Subject: S7-32-22: WebForm Comments from Samuel K
From: Samuel K
Affiliation:

Dec. 28, 2022

December 28, 2022

 I am a Singaporean, but I invest in US-listed stocks.

I welcome the SEC's move towards requiring Best Execution policies and procedures and in particular the requirement for dealing with conflicted transactions. However, I believe that the SEC's proposal could go further by introducing an outright ban on payment for order flow (PFOF).
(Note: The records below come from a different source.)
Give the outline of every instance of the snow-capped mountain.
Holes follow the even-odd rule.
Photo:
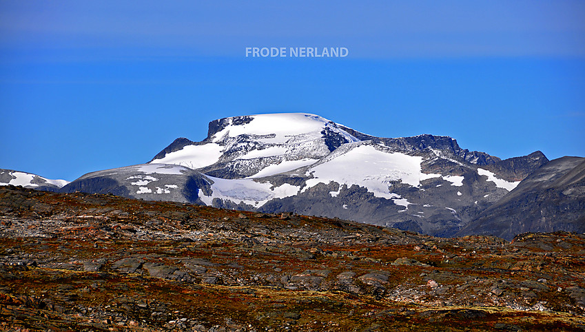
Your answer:
[[[0,185],[20,185],[25,188],[57,191],[69,183],[65,180],[50,180],[37,174],[0,169]]]
[[[150,163],[205,174],[208,205],[339,217],[450,236],[548,162],[502,160],[448,136],[387,138],[306,114],[225,118]]]
[[[260,178],[314,164],[358,142],[329,120],[300,113],[236,116],[209,123],[207,138],[178,138],[150,163],[181,165],[222,178]]]
[[[476,229],[489,207],[548,163],[538,151],[501,160],[449,136],[381,138],[313,114],[260,114],[212,121],[200,142],[177,138],[147,164],[90,173],[53,189],[294,211],[452,236],[472,222]],[[17,176],[2,174],[6,184],[17,184]]]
I note that there is a similar requirement coming into force in Singapore under the Guidelines to Notice SFA04-N16 on Execution of Customers' Orders issued by the Monetary Authority of Singapore (MAS), where there is an outright ban on PFOF (see paragraph 6 of the above Guidelines). As noted by the MAS, PFOF introduces conflicts of interests and is likely to cause harm to customers as the broker may be incentivized to pursue commission or other form of payment from another broker or counterparty in return for routing customers orders to that broker or counterparty for its own benefit. This is inconsistent with the brokers duty to provide Best Execution to customers. For instance, PFOF may lead to poorer outcomes for customers as additional costs may be passed to the brokers customers, such as through wider bid-ask spreads from the other broker or counterparty who agrees to pay PFOF in return for obtaining customers order flow from the broker.